Is there an equivalent of qiskit's transpiler on strawberry fields?

Hi @Gerardo_Suarez,

any resource you could recommend on basic continuous variable information processing,

There is a some info on the SF docs page, and also a nice review article here. As well, there are a few textbooks I quite like and would recommend, “Quantum Optics: An Introduction” by Mark Fox, and “Essential Quantum Optics” by Ulf Leonhardt.

I thought having the unitary of the circuit would be enough to translated to strawberry fields but I was wrong

Looking back, I think my original answer didn’t state things very clearly. You’re correct, a unitary is a unitary, so if you have a unitary matrix you would normally run on a gate model machine, you can use SF to decompose it, and then run it in a continuous variable framework (technically, it would need to be special unitary, but it is straightforward to convert from unitary → special unitary, it just involves multiplying by some factor of the determinant).
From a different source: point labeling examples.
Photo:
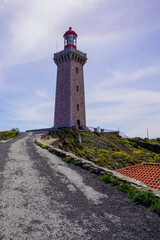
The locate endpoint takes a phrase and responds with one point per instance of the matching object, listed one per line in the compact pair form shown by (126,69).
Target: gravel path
(42,197)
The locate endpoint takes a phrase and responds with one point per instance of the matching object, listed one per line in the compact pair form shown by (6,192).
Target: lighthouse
(70,95)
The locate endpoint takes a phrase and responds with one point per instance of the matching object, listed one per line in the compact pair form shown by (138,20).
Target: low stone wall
(88,165)
(151,147)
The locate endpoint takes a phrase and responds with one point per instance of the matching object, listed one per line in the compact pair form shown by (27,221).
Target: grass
(71,160)
(6,135)
(147,199)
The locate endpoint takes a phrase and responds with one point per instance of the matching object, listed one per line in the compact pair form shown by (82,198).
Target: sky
(122,73)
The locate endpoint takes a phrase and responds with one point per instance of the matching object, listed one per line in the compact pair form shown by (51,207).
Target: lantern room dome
(70,31)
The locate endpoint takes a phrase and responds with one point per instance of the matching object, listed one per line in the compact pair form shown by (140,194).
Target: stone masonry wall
(62,105)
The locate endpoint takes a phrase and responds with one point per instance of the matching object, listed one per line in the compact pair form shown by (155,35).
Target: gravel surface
(43,197)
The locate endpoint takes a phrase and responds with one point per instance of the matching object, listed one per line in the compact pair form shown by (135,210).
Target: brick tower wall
(70,100)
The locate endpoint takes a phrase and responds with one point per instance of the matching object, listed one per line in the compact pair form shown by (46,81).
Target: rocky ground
(42,197)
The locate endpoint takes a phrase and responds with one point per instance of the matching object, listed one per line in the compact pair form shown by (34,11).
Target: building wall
(62,104)
(77,97)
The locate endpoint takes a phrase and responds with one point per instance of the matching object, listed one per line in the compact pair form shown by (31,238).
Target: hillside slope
(105,150)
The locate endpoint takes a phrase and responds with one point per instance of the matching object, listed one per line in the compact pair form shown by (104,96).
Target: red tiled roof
(148,173)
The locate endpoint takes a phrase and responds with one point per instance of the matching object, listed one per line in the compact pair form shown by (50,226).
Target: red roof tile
(148,173)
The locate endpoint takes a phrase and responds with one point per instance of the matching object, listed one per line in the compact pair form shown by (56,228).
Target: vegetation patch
(147,199)
(71,160)
(6,135)
(40,144)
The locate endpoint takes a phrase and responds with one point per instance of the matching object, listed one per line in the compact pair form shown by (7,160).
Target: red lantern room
(70,39)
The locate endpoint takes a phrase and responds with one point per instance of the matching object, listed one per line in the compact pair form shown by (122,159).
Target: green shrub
(6,135)
(156,207)
(51,150)
(71,160)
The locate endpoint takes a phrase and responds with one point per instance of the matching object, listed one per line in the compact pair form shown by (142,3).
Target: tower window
(77,88)
(76,69)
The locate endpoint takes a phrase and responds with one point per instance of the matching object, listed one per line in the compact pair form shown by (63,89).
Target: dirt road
(42,197)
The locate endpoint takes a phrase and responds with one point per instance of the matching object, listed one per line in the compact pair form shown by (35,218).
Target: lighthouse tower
(70,99)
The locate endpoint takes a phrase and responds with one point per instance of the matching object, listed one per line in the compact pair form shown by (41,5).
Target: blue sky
(122,74)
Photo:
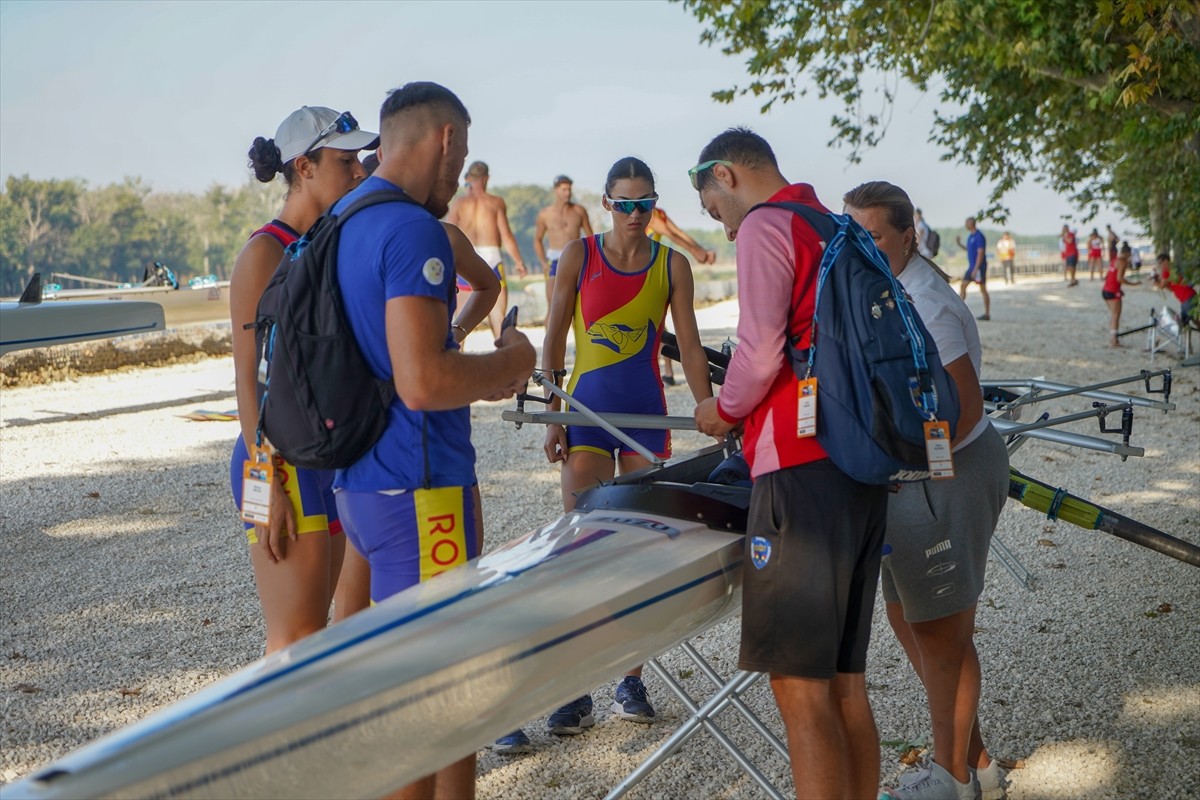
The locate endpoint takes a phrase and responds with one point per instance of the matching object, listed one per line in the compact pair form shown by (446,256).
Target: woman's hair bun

It’s just that the operations it will get decomposed to are not traditional multi-qubit operations like CNOT and U3, they will be the CV operations like beamsplitters. For the case of a single qubit, it lives in effectively the same space as a two-mode CV system. In both cases, operations belong to the special unitary group SU(2) and you can associate things like beamsplitters / phase shifts with RX / RY / RZ qubit operations.

is there any simple way to map a quantum circuit (just U3 and CNOT gates) into the continuous variable model?

Great question! What you point out re. U3/CNOT is correct, and in general there are ways of doing so, but it may be challenging to actually implement physically. There is a nice discussion and some references for converting “both ways” in a forum thread here that might be helpful.

Happy to answer any other questions you may have!